Suppose that AI capability research is done, but AI safety research is ongoing. Any of the major players can launch an AI at the press of a button to win the cosmos. The longer everyone waits, the lower the chance that the cosmos is paperclips. The default is that someone will press the button once they prefer their chance at an intact cosmos to risking the race going on further. This unfortunate situation could be helped by the fact that pressing the button need not be obvious by the other players. So suppose that the winner decides to lay low and smite whoever presses the button thereafter*. Then other people would have an incentive not to press the button that goes up over time!

Let paperclip probability p(t):=e^-t decay exponentially. Let t' be the last time at which the one other player wouldn't press the button. What mixed button-pressing strategy do we employ to make the get-smitten probability shore up the fading paperclip probability? At time t>=t', we press the button with probability density -p'(t)=e^-t. Then the probability that our strategy ever causes paperclips is .5*e^-2t'.

*He could also just figure out what everyone else would do in any situation and reward accordingly as a strategy against one-boxers, or copy the planet ten times over as a strategy against thirders, but this variant should work against your average human. (Turns out a large amount of strategies become available once you're omnipotent. Suggest more.)

New Comment
2 comments, sorted by Click to highlight new comments since: Today at 1:35 PM

I think I see the point, but I'm not convinced it's actually feasible, because it requires a precommitment guaranteed by everyone. Yet for humans, it seems intuitive that the winner (if she doesn't create paperclips) will use the power right away, which goes against the precommitment, and thus the precommitment is ineffective.

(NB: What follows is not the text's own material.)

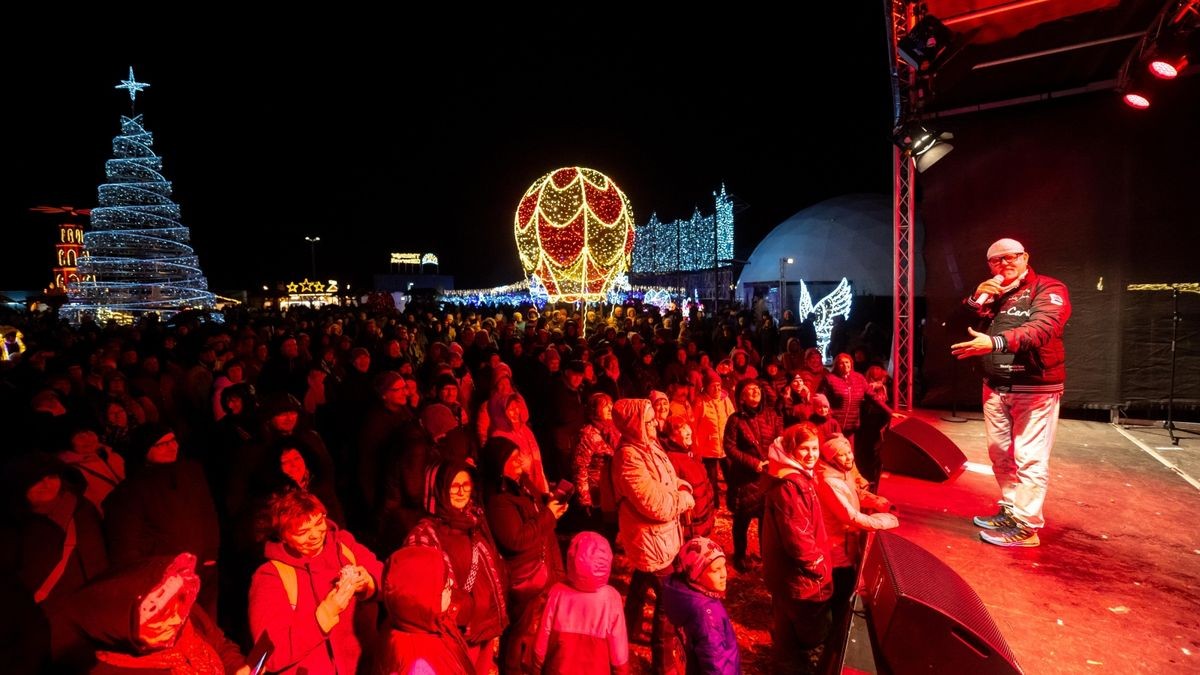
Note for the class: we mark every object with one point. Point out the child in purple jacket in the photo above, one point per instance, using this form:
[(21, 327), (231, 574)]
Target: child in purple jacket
[(693, 602)]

Does this objection makes sense to you, or do you think I am confused by your proposal?

Indeed players might follow a different strategy than they declare. A player can only verify another player's precommitment after pressing the button (or through old-fashioned espionage of their button setup). But I find it reasonable to expect that a player, seeing the shape of the AI race and what is needed to prevent mutual destruction, would actually design their AGI to use a decision theory that would follow through on the precommitment. Humans may not be intuitively compelled by weird decision theories, but they can expect someone to write an AGI that uses them. Although even a human may find giving other players what they deserve more important than not letting the world as we know it continue for another decade.

Compare to Dr. Strangelove's doomsday machine. We expect that a human in the loop would not follow through, but we can't expect that no human would build such a machine.